SURFING (POV Pictures): Two ways to make the most of tiny waves on a workday sundowner surf session!
Hi everyone on HIVE and especially the Sports Talk Social Community! My name is Jasper and I’m a renewable energy developer living in Cape Town, South Africa. My main two post topics on HIVE are usually about my main after-hours hobbies: the music I write and perform on the Music Community, and then on the sporting side… there’s a bit of martial arts but mainly surfing!
If you have petrol/gasoline for your car, and enough time to check spots along the Cape Town peninsula, you will generally find good waves somewhere on any given day. The peninsula is almost an island and so the wind is always blowing in the right direction somewhere. There are exposed spots to get a decent sized wave on small days, and sheltered places to hide and ride smaller waves on enormous days when the open ocean looks like certain death.
I said if…
Petrol/gasoline is getting more expensive for sure! Then there’s time… As well as a busy job, and my music, I also became a father about exactly 1 year ago. My daughter is absolutely gorgeous, and you can read about her 1st birthday party here… https://ecency.com/hive-168869/@jasperdick/weekend-experiences-my-baby-girl
But it does mean that time is an issue! The weekend before last I didn’t get to surf (this weekend neither come to think of it) ... The following Monday, I worked from home and occasionally flipped over to the webcam for the beach that is closest to my house. Muizenberg is definitely the best beach in Cape Town to learn how to surf – the waves are weakened by a long struggle to get into False Bay and the beach has a very gentle slope. This means that the waves are usually small and weak. Ironically, this makes them easy to surf if you’re just trying to stand and keep afloat, but hard to surf in a dynamic exciting way because there’s so little energy in the wave.
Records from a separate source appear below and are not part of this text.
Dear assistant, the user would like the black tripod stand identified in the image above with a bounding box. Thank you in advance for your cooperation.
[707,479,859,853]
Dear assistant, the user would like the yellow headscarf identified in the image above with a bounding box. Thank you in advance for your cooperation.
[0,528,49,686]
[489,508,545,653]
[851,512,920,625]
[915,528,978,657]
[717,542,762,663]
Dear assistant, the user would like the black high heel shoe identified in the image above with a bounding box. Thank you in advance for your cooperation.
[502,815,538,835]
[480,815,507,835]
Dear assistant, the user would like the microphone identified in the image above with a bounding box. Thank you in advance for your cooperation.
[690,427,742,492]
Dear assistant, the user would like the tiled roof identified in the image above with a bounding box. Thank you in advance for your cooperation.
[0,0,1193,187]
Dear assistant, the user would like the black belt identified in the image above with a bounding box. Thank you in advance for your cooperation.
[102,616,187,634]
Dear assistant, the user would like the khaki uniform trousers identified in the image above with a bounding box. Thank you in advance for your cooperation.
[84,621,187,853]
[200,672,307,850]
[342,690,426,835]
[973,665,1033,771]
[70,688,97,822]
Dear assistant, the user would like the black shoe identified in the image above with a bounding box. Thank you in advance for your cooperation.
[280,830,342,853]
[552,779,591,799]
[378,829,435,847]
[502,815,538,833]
This is how it appeared according to the webcam as the workday was coming to an end on the Monday, but at least the wind was soft and as a result the little waves were looking beautifully glassy and clean. I received my permission slip from my wife, who was happy to put the baby to bed by herself, and I packed boards in the car and dashed to the beach before the sun went down.
And so, I guess this is a post about small wave surfing – it’s better than nothing!
Now there are two main ways to try and tackle surfing tiny waves:
Method 1: Create the extra energy and momentum you need using your body mechanics (ie. be a good surfer!)
If you are a good surfer (I am not), you can use an ordinary surfboard to surf small waves – and you can use your body almost like a spring, constantly compressing and expanding, to add the energy you need as you keep your board doing small turns from rail to rail to keep the momentum going.
Imagine you are a child again, on a playground swing – do you remember how you managed to get the swing pretty high up in the air even through you started from the bottom and didn’t have someone to push you? It wasn’t gravity alone that did that – with air resistance you would have lost height with each swing if you had just sat/stood there doing nothing. No, as a child you intuitively learnt to unweight your body at the top and then push it down again at the perfect moments to gain energy and height on the next swing! A good surfer does the same with his body!
Like I say, I’m not a good surfer!
Luckily my friend Jono was also out in the water catching some last waves before it was too dark to see, and he IS a good surfer! He was perfecting his body mechanics to make the most out of the tiny waves – if he uses the same approach in decent waves where his own energy is matched by some real wave energy, he will look absolutely amazing!
Jono constantly trying to stay dynamic – turning the board from one side to the other, compressing and expanding his body, as he turns back to where the wave at least has a little bit of energy (where the blue face is breaking into white water). Gee! This camera I’m borrowing from a friend is struggling in the post-sundown light! Luckily, I will be getting my own real Go-Pro soon!
Method 2: Choose the right board to help you! (ie. cheat?)
Here is my quiver of boards – They are shaped differently to either make the best of small waves, or to be more stable in bigger waves. I chose the biggest, flattest orange board (a 7’6 mini-malibu) to catch the small waves easily and give me lovely, sustained momentum that kept me going through even the flattest parts of the small waves!
And so here are some pictures from one of the waves I managed to catch before it got too dark to see at all…
Just getting started on this small but clean wave…
Even with a big board milking the wave for what energy it could – I still found myself trying to do little turns up and down the face to add some momentum of my own…
This meant that even an average surfer like me had enough speed to do a proper turn as the wave came to an end (turned to white water).
So, I went into the surf with low expectations, and came out happy! It was definitely worth the drive, to have a paddle and catch a few rides – even in small waves, surfing is good for the soul!
Obviously, the ideal combination is to choose the correct board and be a good surfer! I’m working on it, and improving for the first time in years!